As the title suggests, there is a literary bent to the music of Cars and Trains. We talk below about the influence of Borges, and it is science fiction that informs the albums “Scientific Method.” The album as a whole is in the spirit of the scientific American tinkerer, recorded entirely in Filepp’s home studio, and the intimacy and honesty of the album reflect its homespun origins.

The single “Scientific Method” is already out with the album to follow shortly on October 6th. We reached out to Filepp and got advance intel on the album.

As an artist who engages in folk music and electronic music simultaneously, would it be fair to say that some records are more electronic than others, and if so how would Fictions fit into that spectrum?

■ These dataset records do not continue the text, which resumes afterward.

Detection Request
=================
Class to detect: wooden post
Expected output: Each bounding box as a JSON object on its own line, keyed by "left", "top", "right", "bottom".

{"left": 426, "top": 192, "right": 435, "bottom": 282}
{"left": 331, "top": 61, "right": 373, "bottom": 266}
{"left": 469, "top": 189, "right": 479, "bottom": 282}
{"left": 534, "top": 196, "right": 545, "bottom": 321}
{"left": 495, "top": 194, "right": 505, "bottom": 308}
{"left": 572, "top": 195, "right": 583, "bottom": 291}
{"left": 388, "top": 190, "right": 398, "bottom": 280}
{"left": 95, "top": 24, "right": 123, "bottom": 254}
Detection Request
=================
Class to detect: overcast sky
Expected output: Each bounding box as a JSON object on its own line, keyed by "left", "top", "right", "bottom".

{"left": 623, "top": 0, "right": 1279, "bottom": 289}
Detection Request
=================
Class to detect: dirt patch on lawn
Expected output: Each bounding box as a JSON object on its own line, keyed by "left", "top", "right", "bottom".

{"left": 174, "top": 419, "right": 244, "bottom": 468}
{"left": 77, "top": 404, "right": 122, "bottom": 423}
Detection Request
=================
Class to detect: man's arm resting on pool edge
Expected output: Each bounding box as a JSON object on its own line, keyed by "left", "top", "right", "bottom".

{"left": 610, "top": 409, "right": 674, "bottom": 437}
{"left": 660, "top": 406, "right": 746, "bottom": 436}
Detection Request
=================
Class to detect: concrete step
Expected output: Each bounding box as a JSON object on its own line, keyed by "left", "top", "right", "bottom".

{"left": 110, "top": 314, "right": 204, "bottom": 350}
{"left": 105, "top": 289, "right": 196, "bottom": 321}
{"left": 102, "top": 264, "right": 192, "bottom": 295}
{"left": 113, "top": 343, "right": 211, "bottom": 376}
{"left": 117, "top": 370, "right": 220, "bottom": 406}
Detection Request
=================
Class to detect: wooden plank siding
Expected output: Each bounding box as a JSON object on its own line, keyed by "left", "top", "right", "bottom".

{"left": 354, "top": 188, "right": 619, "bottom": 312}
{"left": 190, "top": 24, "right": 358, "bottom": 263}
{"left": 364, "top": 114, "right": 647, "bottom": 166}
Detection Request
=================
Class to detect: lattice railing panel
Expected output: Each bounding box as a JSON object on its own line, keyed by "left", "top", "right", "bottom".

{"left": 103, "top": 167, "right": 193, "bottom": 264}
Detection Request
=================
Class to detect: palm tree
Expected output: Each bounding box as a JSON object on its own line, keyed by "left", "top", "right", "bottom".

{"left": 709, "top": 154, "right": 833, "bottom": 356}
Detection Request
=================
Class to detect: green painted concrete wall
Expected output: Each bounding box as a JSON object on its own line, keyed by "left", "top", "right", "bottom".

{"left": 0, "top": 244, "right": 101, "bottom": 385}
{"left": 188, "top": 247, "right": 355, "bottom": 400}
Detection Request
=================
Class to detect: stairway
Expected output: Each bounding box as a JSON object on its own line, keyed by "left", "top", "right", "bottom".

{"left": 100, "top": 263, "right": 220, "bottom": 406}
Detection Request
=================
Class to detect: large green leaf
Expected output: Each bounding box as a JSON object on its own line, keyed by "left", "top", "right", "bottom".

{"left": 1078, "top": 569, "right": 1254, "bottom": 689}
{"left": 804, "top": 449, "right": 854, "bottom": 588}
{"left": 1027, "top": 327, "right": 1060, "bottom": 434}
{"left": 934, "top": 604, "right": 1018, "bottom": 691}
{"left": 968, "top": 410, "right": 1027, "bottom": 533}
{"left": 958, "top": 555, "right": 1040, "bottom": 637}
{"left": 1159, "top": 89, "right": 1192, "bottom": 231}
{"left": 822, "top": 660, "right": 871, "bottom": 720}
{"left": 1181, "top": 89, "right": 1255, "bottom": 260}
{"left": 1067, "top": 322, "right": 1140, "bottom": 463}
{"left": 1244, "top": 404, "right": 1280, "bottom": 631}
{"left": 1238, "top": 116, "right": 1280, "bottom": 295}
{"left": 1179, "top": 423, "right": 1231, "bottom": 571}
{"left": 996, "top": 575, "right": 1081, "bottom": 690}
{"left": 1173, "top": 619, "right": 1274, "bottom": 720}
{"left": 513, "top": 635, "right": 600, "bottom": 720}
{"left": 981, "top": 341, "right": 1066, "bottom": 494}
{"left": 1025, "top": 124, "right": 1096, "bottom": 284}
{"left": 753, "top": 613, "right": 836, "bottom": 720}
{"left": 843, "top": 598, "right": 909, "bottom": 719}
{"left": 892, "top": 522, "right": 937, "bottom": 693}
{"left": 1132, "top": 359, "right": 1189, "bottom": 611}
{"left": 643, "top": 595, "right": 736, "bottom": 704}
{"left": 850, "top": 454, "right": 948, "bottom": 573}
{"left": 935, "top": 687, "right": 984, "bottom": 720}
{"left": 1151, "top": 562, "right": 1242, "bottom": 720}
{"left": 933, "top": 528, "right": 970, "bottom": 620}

I’ve always kind of tried to find a middle ground with this stuff. My first EP and then the record was a lot closer to electronic than the folk side. They all use a heavy amount of acoustic instruments though, so like Fictions, it’s down the middle of the road where it fits for me.

The song “Scientific Method” seems to me to be a genuine meditation on science, so I wonder how much does scientific understanding and method fit into the meaning of the song?

I guess you could say I’m an “armchair scientist”; I grew up in a family that was very science fiction oriented, and as a consequence hard science had a lot of resonance and relevance in our house. My understanding of a lot of it still comes from a lay-person’s perspective, but I felt comfortable enough about general concepts to use some broad brush strokes as metaphors in that song.

The idea was to make this narrative that pulled and tugged between personal experience and these larger astronomical bodies, painting our day to day struggles into relief against the gigantic gravitational pulls these planets, moons, and galaxies exert on each other. I’m both trying to put my daily problems in context, but it’s also about the importance of knowing you’re part of that enormous and near infinitely complex amount of beauty.

Is the song “The Map Becomes the Territory” a reference to the Borges story? Do you often look to fiction for your inspiration, or is that only the case on the album Fictions?

I definitely had Borges in mind with the song— I love that story “On Exactitude in Science”. That song is actually much more about the pitfalls of nationalism in general though, and the violence of imaginary borders on real, living, breathing people. The Borges connection was something that kind of just happened organically while I was writing it, sort of a happy accident that slipped in. In a lot of ways “The Map Becomes the Territory” is actually also a reference and hand wave to the song “Nations” on my album We Are All Fire. I do a lot of referencing old songs all throughout my albums. It’s fun and makes it into its own tiny kind of universe.

Ravelin Magazine
I'm both trying to put my daily problems in context, but it's also about the importance of knowing you're part of that enormous and near infinitely complex amount of beauty.
Ravelin Magazine

You’re Portland-based, but you chose a painting of Manhattan for your cover. Is the choice due to an affinity for New York, is part of a narrative being weaved on Fiction, or is it something else entirely?

There’s a couple of reasons for it, first: I’ve wanted to use a painting from my friend Adam O’Day in Boston for years now for album artwork. He’s really great and so when I saw that painting of Manhattan from Stuyvesant Village I thought it was perfect. (http://www.adamjoday.com)

That aside, I’m originally from downstate New York, so spent a ton of time there growing up. Most of my family is either from there or shuffled through at one point or another. In some way it’s kind of a hometown—it’s very familiar and comfortable. There’s sort of a mythology or magic about most of my family shuffling in through the Bronx, Manhattan and Brooklyn at one point, some of them a long time ago. I can do a mean Anthony Scaramucci impersonation.

You also make music as True Deceiver. Is it difficult to compartmentalize your various projects?

Creatively it’s interesting— I try to keep them somewhat distinct but I do love when techniques or styles bleed over from the projects. It’s really hard to choose how to spend time on one or the other though. And I do find it pretty difficult to tour on both of them.

Do you often play live? Will you tour to support Fictions?

I do quite a bit, although not as much in the states the past year or so. My hope is to get out on the road on the west coast in early 2018 for Fictions, and then head back to Europe, too. Hopefully some other spots in the US, but I’ll figure it out as I go. First I need to figure out how to play all of this stuff live, with my looping setup!